Par moi les voix interdites,
Les voix de la faim sexuelle, voix voilées – et moi j’enlève le voile –,
Les voix indécentes, clarifiées, transfigurées par mes soins.

Je ne me comprime pas la bouche avec les doigts,
Je n’ai pas moins de délicatesse pour les intestins que pour la tête ou le cœur,
Le coït n’est pas plus sale pour moi que la mort.

Je crois à la chair, à ses appétits,
Voir, ouïr, toucher sont des miracles, pas une des particules qui ne soit miracle.

Divin je suis, dedans, dehors, sanctifie ce que je touche, ce qui me touche,
L’odeur de mes aisselles est arôme plus subtil que la prière,
Ma tête, mieux qu’églises, que bibles, que credo.

S’il y a quelque chose que je vénère plus que tout ce sera toujours la surface de mon corps, de sa plus infime part,
Oui, toujours ce moule translucide de moi-même !
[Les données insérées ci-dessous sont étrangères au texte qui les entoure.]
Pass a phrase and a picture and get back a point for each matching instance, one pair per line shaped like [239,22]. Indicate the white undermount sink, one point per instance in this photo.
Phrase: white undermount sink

Traduction: Jacques Darras, Feuilles d'herbe, Poésie Gallimard.


Walt Whitman, a kosmos, of Manhattan the son,
Turbulent, fleshy, sensual, eating, drinking and breeding,
No sentimentalist, no stander above men and women or apart from them,
No more modest than immodest.

Unscrew the locks from the doors!
Unscrew the doors themselves from their jambs!

Whoever degrades another degrades me,
And whatever is done or said returns at last to me.



/…/ Through me many long dumb voices,
Voices of the interminable generations of prisoners and slaves,


Voices of the diseas'd and despairing and of thieves and dwarfs,
Voices of cycles of preparation and accretion,
And of the threads that connect the stars, and of wombs and of the father-stuff,
And of the rights of them the others are down upon,
Of the deform'd, trivial, flat, foolish, despised,
Fog in the air, beetles rolling balls of dung.

Through me forbidden voices,
Voices of sexes and lusts, voices veil'd and I remove the veil,
Voices indecent by me clarified and transfigur'd.

I do not press my fingers across my mouth,
I keep as delicate around the bowels as around the head and heart,
Copulation is no more rank to me than death is.

I believe in the flesh and the appetites,
Seeing, hearing, feeling, are miracles, and each part and tag of me is a miracle.

Divine am I inside and out, and I make holy whatever I touch or am touch'd from,
The scent of these arm-pits aroma finer than prayer,
This head more than churches, bibles, and all the creeds.

If I worship one thing more than another it shall be the spread of my own body, or any part of it,
Translucent mould of me it shall be you!